Now, instead of adding specific filters to specific file types we create a proper filter chain output is processed by each filter in the chain. This requires a declaration of the available filter types, and if necessary, the source requirements (file type) and the filters to apply.
To expand on the example given in the standard documentation, this changes the old style filter method for server side includes (SSI) from:
AddOutputFilter INCLUDES .shtml
FilterDeclare SSI FilterProvider SSI INCLUDES resp=Content-Type $text/html FilterChain SSI
The filter chain declaration enables us to add filters at specific points in the chain and even specify that a specific filter is removed based on a specific condition. For example, you may want to add SSI to all output, unless the output is a CGI. You could achieve this by adding the SSI filter to the chain but removing it when the request is for a CGI script.
Database support in Apache modules used to require additional coding to build a wrapper around the code to gain access to the database. For example, if you wanted to add SQL-based authentication through MySQL or PostgreSQL, then the module had to provide its own interface to the SQL database. Programming and performance issues made this a less than ideal solution.
Apache now provides the mod_dbd module, which provides database connections using a standard interface. The module uses the apr_dbd interface, which also means database connections can work within a threaded environment by providing a pool of available connections. This should help increase the flexibility of the database environment and improve the performance of modules requiring databaseconnectivity.

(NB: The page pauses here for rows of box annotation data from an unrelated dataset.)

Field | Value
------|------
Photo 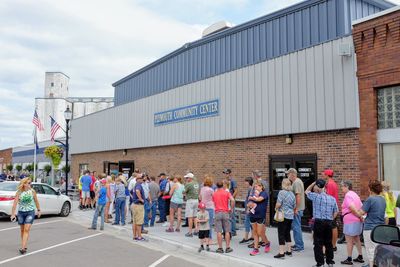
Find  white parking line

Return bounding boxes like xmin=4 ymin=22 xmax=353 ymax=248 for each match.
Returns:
xmin=0 ymin=233 xmax=103 ymax=265
xmin=148 ymin=254 xmax=169 ymax=267
xmin=0 ymin=220 xmax=63 ymax=232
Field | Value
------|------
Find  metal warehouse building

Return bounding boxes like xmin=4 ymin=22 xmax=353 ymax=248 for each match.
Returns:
xmin=71 ymin=0 xmax=393 ymax=229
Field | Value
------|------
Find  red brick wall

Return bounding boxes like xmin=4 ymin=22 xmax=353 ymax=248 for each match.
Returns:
xmin=0 ymin=148 xmax=12 ymax=172
xmin=353 ymin=8 xmax=400 ymax=197
xmin=71 ymin=130 xmax=360 ymax=201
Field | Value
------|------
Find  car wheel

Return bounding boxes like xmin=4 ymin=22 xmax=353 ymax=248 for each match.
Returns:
xmin=60 ymin=202 xmax=71 ymax=217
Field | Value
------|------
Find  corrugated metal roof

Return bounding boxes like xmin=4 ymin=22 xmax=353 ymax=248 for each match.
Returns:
xmin=113 ymin=0 xmax=393 ymax=105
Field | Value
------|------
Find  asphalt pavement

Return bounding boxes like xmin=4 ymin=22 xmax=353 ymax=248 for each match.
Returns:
xmin=0 ymin=217 xmax=201 ymax=267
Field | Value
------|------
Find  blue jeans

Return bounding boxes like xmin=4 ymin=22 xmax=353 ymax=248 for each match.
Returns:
xmin=114 ymin=197 xmax=126 ymax=224
xmin=206 ymin=209 xmax=214 ymax=239
xmin=92 ymin=203 xmax=105 ymax=230
xmin=229 ymin=207 xmax=236 ymax=234
xmin=244 ymin=213 xmax=253 ymax=233
xmin=144 ymin=200 xmax=151 ymax=225
xmin=150 ymin=201 xmax=157 ymax=226
xmin=158 ymin=197 xmax=167 ymax=221
xmin=292 ymin=210 xmax=304 ymax=249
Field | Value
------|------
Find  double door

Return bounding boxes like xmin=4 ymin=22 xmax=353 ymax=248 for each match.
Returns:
xmin=269 ymin=154 xmax=317 ymax=231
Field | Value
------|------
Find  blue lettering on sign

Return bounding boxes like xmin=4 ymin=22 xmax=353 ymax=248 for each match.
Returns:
xmin=154 ymin=99 xmax=219 ymax=126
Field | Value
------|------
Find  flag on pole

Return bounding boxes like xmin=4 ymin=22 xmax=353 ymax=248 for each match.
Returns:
xmin=50 ymin=116 xmax=61 ymax=141
xmin=32 ymin=109 xmax=44 ymax=131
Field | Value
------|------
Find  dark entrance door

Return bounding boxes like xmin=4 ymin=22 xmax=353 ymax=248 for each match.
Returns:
xmin=269 ymin=154 xmax=317 ymax=230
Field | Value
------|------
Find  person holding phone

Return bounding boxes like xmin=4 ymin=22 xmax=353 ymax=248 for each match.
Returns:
xmin=11 ymin=177 xmax=41 ymax=254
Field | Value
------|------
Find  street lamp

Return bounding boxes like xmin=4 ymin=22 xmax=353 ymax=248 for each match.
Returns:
xmin=64 ymin=106 xmax=72 ymax=196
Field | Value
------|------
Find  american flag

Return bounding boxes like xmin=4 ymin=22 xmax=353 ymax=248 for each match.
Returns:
xmin=32 ymin=109 xmax=44 ymax=131
xmin=50 ymin=116 xmax=61 ymax=141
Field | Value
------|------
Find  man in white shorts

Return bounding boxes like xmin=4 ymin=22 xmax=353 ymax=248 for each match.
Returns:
xmin=184 ymin=172 xmax=200 ymax=237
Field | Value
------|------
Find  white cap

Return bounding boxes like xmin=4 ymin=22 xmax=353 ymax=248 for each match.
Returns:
xmin=184 ymin=172 xmax=194 ymax=178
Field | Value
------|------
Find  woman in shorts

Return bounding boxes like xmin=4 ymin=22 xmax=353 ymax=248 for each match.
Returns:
xmin=11 ymin=177 xmax=40 ymax=254
xmin=165 ymin=176 xmax=185 ymax=233
xmin=249 ymin=182 xmax=270 ymax=256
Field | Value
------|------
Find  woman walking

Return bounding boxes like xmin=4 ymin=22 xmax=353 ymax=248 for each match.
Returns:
xmin=165 ymin=176 xmax=185 ymax=233
xmin=357 ymin=180 xmax=386 ymax=267
xmin=11 ymin=177 xmax=41 ymax=254
xmin=382 ymin=181 xmax=397 ymax=226
xmin=340 ymin=180 xmax=364 ymax=265
xmin=249 ymin=182 xmax=270 ymax=256
xmin=199 ymin=175 xmax=215 ymax=245
xmin=274 ymin=178 xmax=296 ymax=259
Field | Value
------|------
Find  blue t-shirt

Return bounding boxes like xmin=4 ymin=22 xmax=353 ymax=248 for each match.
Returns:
xmin=81 ymin=175 xmax=92 ymax=192
xmin=250 ymin=191 xmax=268 ymax=219
xmin=132 ymin=183 xmax=144 ymax=204
xmin=97 ymin=187 xmax=107 ymax=205
xmin=361 ymin=196 xmax=386 ymax=230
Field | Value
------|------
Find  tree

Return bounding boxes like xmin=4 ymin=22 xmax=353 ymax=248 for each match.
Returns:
xmin=43 ymin=164 xmax=51 ymax=176
xmin=15 ymin=165 xmax=22 ymax=172
xmin=6 ymin=164 xmax=13 ymax=172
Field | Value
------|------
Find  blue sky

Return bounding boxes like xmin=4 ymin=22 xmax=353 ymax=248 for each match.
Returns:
xmin=0 ymin=0 xmax=400 ymax=149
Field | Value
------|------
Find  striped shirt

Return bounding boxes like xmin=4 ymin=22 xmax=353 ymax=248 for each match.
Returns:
xmin=307 ymin=192 xmax=338 ymax=220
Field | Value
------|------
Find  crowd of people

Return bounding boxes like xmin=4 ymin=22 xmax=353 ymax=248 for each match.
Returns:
xmin=79 ymin=168 xmax=396 ymax=267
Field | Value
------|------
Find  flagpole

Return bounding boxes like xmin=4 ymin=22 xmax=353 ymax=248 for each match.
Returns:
xmin=33 ymin=127 xmax=37 ymax=182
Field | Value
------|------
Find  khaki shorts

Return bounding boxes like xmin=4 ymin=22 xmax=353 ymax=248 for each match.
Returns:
xmin=185 ymin=199 xmax=199 ymax=218
xmin=131 ymin=204 xmax=144 ymax=225
xmin=214 ymin=212 xmax=231 ymax=233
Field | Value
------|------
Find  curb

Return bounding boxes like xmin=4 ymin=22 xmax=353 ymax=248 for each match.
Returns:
xmin=69 ymin=212 xmax=271 ymax=267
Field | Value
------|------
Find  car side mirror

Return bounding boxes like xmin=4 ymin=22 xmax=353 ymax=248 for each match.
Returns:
xmin=371 ymin=225 xmax=400 ymax=245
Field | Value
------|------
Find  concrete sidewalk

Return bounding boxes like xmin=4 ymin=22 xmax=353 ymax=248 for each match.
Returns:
xmin=70 ymin=205 xmax=357 ymax=267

Note that this is not a solution for database access in dynamic Web sites, but in the future it may be made available through module-based interfaces, such as mod_perl and mod_php, for providing connectivity.
Module Development Changes
There are some back-end changes to the interface for developing certain features when building custom modules for use with Apache. The release notes provide more detailed information, but basic changes include:
- Connection error logging make it easier to log connection-related error messages.
- Test configuration hooks provide test results when performing a configuration test.
- Stacksize can be modified for thread-based MPMs.
- Protocol handling is performed on output filters. In line with the changes to the filter system, filters can now delegate responsibility for setting the correct output type to mod_filter.
- A monitor hook enables modules to request the regular or schedule execution of jobs automatically.
- The regular expression interface has changed and the Perl Compatible Regular Expression (PCRE) library has been updated to v5.0. Both the header files supporting the regexp functions and the functions have changed.
- New DBD framework makes it easier to interface to SQL databases, but changes should be made to modules that use their own custom system.
Any modules that use these features should be updated accordingly.